Слово "фонтанелла" я тогда не знал, но сразу понял, о чем она говорит. За ее головой метнулась вниз крылатая тень. Ястреб взмыл снова, черная змейка извивалась в его когтях.
Послышался мужской крик, чужой и тревожный:
- Аня! Аня! Где ты, отзовись!
Молодая женщина встала, стекая водой, пеплом и грязью, подняла меня на руки и перешла вади. За камышами открылись мне лошадь и телега. Худой старик с загорелой лысиной, в светлой отглаженной рубахе и в брюках цвета хаки, сидел на ней, курил сигарету и ждал.
Ее руки, поднимающие меня на телегу, ее победная улыбка:
- Я же говорила тебе, что слышу мальчика, он кричит из огня.
И он, улыбаясь:
- Ну, Аня, так теперь он твой.
* * *
С той ночи, когда мы с Габриэлем вернулись из Иерусалима и я начал записывать всё это, члены Семьи начали выражать свои мнения.
Рахель, из бездны своей постели, и отец, из бездны своей могилы, поощряли меня: "Очень хорошо".
Мать, ползая среди кочанов своей органической капусты, сказала, не глядя: "Надеюсь, Михаэль, что это первый шаг на твоей новой дороге, которая будет правильной и во всех других отношениях".
Жених спросил, пишу ли я "под копирку", потому что "бумаги иногда разлетаются или пропадают".
Айелет завела себе новую привычку - стоять за моей спиной, читать из-за моего плеча, задавать вопросы и делать замечания, Алона переполнилась любопытством и подозрением, а Ури, во всем такой отличный от меня, единственный из всех понял, что речь идет не о романе и не о книге воспоминаний, а об отце, который сам себе Шахерезада и Султан одновременно, и о рассказе, который не что иное, как длинное прощальное письмо.

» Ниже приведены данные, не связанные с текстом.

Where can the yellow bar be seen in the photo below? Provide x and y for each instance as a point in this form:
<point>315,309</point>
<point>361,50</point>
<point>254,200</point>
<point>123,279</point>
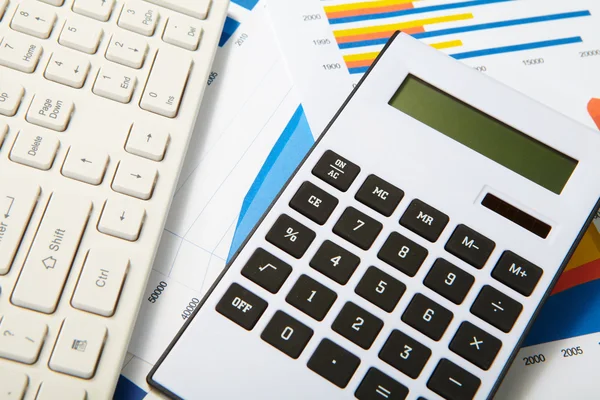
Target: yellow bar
<point>365,4</point>
<point>402,25</point>
<point>447,45</point>
<point>361,57</point>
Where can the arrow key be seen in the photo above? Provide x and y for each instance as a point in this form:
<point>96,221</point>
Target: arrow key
<point>135,178</point>
<point>85,165</point>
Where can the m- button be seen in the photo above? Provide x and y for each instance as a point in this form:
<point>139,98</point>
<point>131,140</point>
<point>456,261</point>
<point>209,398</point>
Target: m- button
<point>517,273</point>
<point>470,246</point>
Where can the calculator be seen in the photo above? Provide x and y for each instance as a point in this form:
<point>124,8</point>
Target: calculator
<point>410,252</point>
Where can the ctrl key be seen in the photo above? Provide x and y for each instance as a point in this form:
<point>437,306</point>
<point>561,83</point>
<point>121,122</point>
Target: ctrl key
<point>241,306</point>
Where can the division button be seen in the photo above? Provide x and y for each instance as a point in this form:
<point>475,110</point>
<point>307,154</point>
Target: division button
<point>452,382</point>
<point>449,281</point>
<point>405,354</point>
<point>380,195</point>
<point>427,316</point>
<point>378,386</point>
<point>496,308</point>
<point>336,170</point>
<point>333,363</point>
<point>241,306</point>
<point>290,236</point>
<point>475,345</point>
<point>357,325</point>
<point>424,220</point>
<point>470,246</point>
<point>310,297</point>
<point>380,289</point>
<point>314,203</point>
<point>266,270</point>
<point>335,262</point>
<point>287,334</point>
<point>403,254</point>
<point>517,273</point>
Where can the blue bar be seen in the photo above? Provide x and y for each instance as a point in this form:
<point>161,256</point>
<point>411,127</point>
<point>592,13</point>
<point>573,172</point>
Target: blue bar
<point>472,28</point>
<point>228,30</point>
<point>411,11</point>
<point>518,47</point>
<point>247,4</point>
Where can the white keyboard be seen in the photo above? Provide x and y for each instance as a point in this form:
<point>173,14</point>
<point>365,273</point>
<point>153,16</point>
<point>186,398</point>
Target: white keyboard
<point>98,99</point>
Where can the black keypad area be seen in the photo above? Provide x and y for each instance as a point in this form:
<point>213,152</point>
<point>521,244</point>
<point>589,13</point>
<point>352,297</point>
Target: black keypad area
<point>373,280</point>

Из мужской солидарности, которой я от него не ожидал, он принес мне старый компьютер, в котором установил новый текстовой редактор ("конец чернилам и перьям, отец, даже коров уже доят сегодня машиной"), объяснил основные команды, ввел в память мой личный секретный код и заклял меня "делать копии как можно чаще", потому что компьютер, при всей своей феноменальной памяти, "во всем остальном полный болван, инфантил и к тому же идиот".
И еще он дал мне совет относительно самого процесса письма.

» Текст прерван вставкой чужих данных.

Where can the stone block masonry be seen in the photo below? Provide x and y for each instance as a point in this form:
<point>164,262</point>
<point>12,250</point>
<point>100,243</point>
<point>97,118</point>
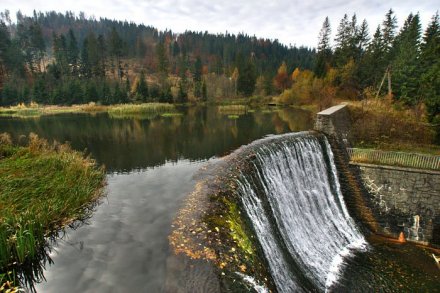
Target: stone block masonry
<point>334,121</point>
<point>404,199</point>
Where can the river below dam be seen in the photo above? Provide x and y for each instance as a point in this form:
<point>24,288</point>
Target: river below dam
<point>152,165</point>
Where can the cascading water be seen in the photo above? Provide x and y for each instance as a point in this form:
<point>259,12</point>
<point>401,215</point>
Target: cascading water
<point>292,196</point>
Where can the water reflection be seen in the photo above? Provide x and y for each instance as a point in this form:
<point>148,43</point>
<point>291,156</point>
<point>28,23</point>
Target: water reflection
<point>124,247</point>
<point>126,144</point>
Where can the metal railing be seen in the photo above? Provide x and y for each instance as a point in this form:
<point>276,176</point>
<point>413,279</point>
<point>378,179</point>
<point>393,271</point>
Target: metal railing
<point>411,160</point>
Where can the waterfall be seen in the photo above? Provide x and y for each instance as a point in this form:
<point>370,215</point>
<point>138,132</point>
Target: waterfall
<point>291,194</point>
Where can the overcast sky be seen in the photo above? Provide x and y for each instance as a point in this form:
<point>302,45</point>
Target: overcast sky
<point>290,21</point>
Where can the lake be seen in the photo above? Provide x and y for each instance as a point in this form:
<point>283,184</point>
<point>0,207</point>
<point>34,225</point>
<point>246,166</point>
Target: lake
<point>151,165</point>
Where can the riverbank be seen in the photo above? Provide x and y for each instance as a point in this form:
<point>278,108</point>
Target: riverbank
<point>43,188</point>
<point>119,110</point>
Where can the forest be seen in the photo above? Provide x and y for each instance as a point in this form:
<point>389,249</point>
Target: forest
<point>64,59</point>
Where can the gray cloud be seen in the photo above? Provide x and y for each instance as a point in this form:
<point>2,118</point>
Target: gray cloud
<point>291,21</point>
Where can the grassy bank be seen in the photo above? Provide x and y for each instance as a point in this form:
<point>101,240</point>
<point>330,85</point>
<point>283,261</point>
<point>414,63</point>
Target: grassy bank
<point>117,111</point>
<point>146,111</point>
<point>381,125</point>
<point>43,187</point>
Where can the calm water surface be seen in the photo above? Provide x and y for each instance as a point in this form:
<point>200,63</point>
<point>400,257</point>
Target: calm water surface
<point>151,165</point>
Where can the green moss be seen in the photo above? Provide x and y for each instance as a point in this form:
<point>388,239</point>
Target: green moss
<point>237,229</point>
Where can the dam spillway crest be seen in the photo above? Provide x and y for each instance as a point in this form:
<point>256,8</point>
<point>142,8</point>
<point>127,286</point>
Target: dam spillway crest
<point>272,218</point>
<point>292,197</point>
<point>277,217</point>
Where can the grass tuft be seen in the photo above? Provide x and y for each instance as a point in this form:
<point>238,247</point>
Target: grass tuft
<point>43,187</point>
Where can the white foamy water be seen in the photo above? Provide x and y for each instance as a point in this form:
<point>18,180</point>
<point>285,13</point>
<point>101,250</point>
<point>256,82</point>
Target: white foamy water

- В компьютере очень легко стереть и легко добавить или изменить, - сказал он. - Так легко, что ты иногда решаешь и делаешь раньше, чем подумаешь. Поэтому я тебе советую: если у тебя есть две формулировки и ты не знаешь, какую выбрать, запиши обе, возьми второй вариант в квадратные скобки и иди дальше, вернешься к ним потом. А если тебе придет в голову какая-то идея, не имеющая отношения к данному месту и моменту, просто запиши ее, обозначь угловыми скобками и продолжай. Потому что иначе забудешь.
- Просто угловыми скобками? - переспросил я.
- Они заметны. Потом, когда кончишь, компьютер найдет тебе все эти квадратные и угловые скобки, и тогда сиди себе, выбирай на досуге, думай над всеми этими "зачем" и "почему" и решай, что да и что нет. <Надо решить, объяснять ли наши семейные выражения, и если да, то где и как.>
- А если я не успею?
- Почему бы тебе не успеть, отец? Ты куда-то спешишь?
- А зачем мне секретный код? - спросил я. - В этой семье и так достаточно секретов.
- Так лучше, отец, - сказал Ури и поднялся. - Так лучше, поверь мне.